– Отец Шварц, я совершил ужасный грех.
– Грех против заповеди целомудрия?
– Нет, святой отец… Хуже.
Тело отца Шварца резко дернулось.
– Ты кого-нибудь убил?
– Нет… но я боюсь… – Он вдруг громко всхлипнул.
– Ты хочешь исповедаться?
Мальчик испуганно помотал головой. Отец Шварц откашлялся, чтобы голос звучал мягче, и негромко произнес слова утешения. В этот момент он забыл о своем страдании и попытался действовать, как Господь. Он повторил про себя слова молитвы, надеясь, что в ответ Господь укажет ему правильный путь.
– Расскажи мне, что ты совершил, – произнес он уже другим, ласковым голосом.
Мальчик сквозь слезы посмотрел на него, и созданная безумным священником атмосфера духовного обновления его успокоила. Предав себя настолько, насколько было возможно, в руки этого человека, Рудольф Миллер начал рассказывать свою историю:
– В субботу, три дня назад, отец сказал, чтобы я шел к исповеди, потому что я уже месяц не был, а у нас в семье все ходят раз в неделю, а я не ходил. У меня как-то вылетело из головы, я и забыл. Отложил до после ужина, потому что играл с ребятами, а отец спросил, ходил ли я, и я сказал: "Нет", а он схватил меня за шкирку и сказал: "Иди прямо сейчас", я сказал "Ладно" – и пошел в церковь. А он крикнул вслед: "И не возвращайся, пока не сходишь…"
II
"В субботу, три дня назад"
Унылые складки плюшевого занавеса исповедальни снова замерли, оставив на виду лишь подошвы потрепанных стариковских ботинок. За занавесом бессмертная душа оставалась один на один с Господом и преподобным Адольфусом Шварцем, приходским священником. Послышались звуки: старательный шепот, свистящий и тихий, иногда прерываемый громко вопрошавшим голосом священника.

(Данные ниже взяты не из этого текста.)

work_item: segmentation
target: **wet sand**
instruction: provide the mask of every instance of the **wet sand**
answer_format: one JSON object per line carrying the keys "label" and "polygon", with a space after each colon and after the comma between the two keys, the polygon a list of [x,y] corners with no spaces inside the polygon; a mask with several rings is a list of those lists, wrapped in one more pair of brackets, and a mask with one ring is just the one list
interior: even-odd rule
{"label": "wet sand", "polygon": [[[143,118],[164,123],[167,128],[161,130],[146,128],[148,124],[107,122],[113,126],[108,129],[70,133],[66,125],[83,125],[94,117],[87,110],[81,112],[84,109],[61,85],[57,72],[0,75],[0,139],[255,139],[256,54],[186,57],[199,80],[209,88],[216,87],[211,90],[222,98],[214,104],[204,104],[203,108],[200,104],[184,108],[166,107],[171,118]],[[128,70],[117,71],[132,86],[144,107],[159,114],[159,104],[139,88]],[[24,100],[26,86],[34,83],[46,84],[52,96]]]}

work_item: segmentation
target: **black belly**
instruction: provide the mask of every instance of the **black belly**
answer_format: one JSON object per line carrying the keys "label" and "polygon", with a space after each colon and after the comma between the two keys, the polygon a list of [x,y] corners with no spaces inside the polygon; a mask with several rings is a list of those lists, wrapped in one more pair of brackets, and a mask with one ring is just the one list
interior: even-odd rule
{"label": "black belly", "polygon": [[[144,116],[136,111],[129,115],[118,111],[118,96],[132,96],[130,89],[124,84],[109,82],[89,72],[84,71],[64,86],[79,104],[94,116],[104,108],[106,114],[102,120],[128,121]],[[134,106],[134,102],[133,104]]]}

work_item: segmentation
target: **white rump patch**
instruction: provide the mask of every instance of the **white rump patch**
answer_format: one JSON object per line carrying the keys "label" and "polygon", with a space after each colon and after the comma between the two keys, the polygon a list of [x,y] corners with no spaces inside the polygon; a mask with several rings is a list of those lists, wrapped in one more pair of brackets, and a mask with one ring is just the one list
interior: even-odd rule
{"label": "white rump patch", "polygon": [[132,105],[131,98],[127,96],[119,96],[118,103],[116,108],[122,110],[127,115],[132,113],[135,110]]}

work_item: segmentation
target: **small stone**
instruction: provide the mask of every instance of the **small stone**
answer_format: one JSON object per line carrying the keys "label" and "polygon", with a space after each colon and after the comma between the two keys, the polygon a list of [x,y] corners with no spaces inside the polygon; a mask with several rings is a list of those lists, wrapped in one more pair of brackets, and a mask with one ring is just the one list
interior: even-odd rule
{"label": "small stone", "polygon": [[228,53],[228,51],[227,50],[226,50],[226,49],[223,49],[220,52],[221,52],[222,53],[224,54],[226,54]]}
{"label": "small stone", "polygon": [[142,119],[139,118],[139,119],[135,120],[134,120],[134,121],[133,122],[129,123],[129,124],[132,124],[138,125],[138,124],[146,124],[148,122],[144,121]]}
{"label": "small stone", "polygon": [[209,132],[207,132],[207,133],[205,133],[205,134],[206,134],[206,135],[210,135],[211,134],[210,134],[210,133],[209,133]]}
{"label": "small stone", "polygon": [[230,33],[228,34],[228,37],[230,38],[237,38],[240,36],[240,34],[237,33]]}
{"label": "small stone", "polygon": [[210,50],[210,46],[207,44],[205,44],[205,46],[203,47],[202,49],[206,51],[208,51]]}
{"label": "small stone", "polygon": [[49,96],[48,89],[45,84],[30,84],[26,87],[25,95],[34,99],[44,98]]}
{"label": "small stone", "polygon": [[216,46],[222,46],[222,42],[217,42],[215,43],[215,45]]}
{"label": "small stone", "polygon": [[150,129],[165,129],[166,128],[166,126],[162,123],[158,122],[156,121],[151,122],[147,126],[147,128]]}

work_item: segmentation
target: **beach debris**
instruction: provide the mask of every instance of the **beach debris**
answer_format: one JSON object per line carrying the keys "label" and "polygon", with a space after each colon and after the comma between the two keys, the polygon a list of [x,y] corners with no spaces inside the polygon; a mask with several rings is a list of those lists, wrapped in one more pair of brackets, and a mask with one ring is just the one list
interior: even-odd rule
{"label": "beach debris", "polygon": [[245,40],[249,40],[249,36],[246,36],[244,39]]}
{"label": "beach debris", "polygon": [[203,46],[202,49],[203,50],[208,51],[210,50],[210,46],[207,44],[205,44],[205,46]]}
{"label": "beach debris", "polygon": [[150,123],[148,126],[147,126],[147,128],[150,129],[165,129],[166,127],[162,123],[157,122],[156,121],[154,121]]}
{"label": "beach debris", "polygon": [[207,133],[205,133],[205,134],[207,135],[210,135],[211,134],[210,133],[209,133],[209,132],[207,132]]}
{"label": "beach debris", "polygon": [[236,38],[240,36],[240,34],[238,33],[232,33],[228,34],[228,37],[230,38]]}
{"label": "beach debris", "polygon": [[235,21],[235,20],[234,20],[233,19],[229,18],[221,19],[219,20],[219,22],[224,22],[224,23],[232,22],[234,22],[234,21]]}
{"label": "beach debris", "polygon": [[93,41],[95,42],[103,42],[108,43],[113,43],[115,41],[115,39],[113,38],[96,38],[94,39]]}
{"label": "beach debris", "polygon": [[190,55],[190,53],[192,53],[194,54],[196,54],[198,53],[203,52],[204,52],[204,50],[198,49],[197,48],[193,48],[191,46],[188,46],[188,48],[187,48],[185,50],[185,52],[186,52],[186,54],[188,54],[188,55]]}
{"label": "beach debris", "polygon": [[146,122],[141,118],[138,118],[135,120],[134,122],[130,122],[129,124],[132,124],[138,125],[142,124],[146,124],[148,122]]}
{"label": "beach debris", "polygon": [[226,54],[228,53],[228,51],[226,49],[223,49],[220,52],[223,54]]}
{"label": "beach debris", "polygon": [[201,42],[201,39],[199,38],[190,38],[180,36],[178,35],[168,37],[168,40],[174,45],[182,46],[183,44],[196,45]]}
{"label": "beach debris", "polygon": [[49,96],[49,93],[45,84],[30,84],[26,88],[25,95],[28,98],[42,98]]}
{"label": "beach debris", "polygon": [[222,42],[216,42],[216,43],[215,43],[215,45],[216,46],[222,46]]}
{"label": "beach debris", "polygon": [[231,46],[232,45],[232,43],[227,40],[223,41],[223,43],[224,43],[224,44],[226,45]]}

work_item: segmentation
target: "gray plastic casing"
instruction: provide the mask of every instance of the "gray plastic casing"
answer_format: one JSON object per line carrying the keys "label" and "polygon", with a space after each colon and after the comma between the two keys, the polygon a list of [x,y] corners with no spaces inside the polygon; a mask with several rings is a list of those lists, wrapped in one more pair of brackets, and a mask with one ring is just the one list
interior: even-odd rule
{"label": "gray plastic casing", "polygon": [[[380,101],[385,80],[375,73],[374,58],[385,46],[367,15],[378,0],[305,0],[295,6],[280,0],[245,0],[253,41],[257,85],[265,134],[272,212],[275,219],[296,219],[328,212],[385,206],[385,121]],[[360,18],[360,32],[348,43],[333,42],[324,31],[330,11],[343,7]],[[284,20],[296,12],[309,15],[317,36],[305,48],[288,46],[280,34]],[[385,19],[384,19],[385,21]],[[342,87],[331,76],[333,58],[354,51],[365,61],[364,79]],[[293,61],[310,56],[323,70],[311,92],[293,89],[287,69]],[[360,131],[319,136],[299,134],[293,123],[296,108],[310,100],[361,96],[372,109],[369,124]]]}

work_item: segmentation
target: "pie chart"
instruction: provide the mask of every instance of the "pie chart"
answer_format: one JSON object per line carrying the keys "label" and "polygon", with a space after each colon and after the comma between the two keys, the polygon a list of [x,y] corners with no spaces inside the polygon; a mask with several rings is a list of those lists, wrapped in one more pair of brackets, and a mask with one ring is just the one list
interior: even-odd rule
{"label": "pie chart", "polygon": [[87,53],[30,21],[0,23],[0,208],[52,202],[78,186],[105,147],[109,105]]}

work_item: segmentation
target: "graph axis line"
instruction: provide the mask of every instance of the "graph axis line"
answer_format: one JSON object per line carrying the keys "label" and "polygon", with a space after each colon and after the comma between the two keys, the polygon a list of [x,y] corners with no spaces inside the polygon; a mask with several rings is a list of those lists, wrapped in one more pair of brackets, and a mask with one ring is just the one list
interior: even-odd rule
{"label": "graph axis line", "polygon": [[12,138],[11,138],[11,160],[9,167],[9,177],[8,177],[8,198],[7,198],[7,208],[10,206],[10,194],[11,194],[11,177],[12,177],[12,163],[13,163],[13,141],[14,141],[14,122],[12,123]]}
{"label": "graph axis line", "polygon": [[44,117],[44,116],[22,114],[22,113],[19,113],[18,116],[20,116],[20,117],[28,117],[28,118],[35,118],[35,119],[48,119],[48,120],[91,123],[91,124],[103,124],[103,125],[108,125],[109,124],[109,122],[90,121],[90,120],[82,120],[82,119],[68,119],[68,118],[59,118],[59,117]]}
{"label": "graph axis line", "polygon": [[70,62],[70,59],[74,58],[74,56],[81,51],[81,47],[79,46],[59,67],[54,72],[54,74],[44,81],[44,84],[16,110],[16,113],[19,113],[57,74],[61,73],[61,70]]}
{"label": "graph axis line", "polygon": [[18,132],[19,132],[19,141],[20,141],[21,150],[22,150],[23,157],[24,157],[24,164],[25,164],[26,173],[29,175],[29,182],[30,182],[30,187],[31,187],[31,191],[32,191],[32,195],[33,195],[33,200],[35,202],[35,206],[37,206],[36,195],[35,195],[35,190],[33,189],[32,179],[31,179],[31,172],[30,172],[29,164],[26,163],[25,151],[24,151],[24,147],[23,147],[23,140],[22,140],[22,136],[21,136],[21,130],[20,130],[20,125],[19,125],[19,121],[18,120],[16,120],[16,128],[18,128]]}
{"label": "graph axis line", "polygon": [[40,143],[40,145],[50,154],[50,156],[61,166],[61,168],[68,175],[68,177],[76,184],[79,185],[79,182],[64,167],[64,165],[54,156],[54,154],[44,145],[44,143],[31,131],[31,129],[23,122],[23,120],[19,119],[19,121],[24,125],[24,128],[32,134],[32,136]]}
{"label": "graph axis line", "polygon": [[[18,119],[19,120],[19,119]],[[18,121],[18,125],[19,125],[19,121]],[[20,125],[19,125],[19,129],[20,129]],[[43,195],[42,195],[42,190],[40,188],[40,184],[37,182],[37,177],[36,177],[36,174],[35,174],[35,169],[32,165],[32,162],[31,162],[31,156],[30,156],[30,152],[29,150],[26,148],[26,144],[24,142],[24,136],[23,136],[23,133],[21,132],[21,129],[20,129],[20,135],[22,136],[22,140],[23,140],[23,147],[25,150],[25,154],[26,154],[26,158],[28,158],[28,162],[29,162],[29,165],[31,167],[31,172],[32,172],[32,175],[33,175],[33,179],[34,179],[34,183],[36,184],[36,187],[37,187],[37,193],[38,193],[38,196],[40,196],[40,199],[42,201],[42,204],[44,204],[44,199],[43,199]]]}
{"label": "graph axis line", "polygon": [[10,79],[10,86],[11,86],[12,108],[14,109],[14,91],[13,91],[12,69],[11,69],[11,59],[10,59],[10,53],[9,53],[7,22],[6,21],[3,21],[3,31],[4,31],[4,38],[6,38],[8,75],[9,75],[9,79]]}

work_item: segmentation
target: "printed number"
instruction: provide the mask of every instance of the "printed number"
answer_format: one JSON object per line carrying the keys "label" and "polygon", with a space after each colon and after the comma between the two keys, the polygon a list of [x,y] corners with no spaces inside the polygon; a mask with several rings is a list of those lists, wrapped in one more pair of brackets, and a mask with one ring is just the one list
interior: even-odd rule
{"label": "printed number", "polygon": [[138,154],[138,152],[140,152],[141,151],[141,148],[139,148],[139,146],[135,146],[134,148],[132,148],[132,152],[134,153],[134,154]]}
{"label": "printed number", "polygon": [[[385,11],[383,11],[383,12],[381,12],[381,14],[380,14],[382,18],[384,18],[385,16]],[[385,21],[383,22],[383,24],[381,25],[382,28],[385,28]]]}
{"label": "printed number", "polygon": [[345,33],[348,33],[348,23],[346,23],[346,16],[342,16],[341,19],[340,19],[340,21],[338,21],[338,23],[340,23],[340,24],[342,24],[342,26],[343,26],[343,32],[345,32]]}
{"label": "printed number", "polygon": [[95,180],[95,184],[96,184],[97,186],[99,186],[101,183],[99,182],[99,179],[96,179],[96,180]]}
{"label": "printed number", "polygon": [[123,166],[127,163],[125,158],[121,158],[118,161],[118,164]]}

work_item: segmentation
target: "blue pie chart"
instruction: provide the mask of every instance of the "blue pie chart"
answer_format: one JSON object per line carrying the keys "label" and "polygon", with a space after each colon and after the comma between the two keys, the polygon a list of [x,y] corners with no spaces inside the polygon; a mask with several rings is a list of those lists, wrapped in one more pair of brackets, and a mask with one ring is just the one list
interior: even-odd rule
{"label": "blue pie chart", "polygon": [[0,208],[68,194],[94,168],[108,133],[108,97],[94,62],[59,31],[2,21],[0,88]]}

Рудольф Миллер опустил колени на нижнюю перекладину церковной скамьи у исповедальни и стал ждать, нервничая и прислушиваясь к тому, что говорилось внутри, – стараясь не слышать. Тот факт, что священника было хорошо слышно, встревожил его. Он шел следующим, и трое или четверо, стоявшие за ним, могли бессовестно подслушать его признание о нарушении шестой и девятой заповедей.
Рудольф никогда не совершал прелюбодеяния, никогда не желал он и жены ближнего своего, но именно о связанных с этим грехах было труднее всего размышлять. Для сравнения он стал смаковать свои менее позорные падения – на их сероватом фоне черное пятно сексуальных проступков, лежавших у него душе, тускнело.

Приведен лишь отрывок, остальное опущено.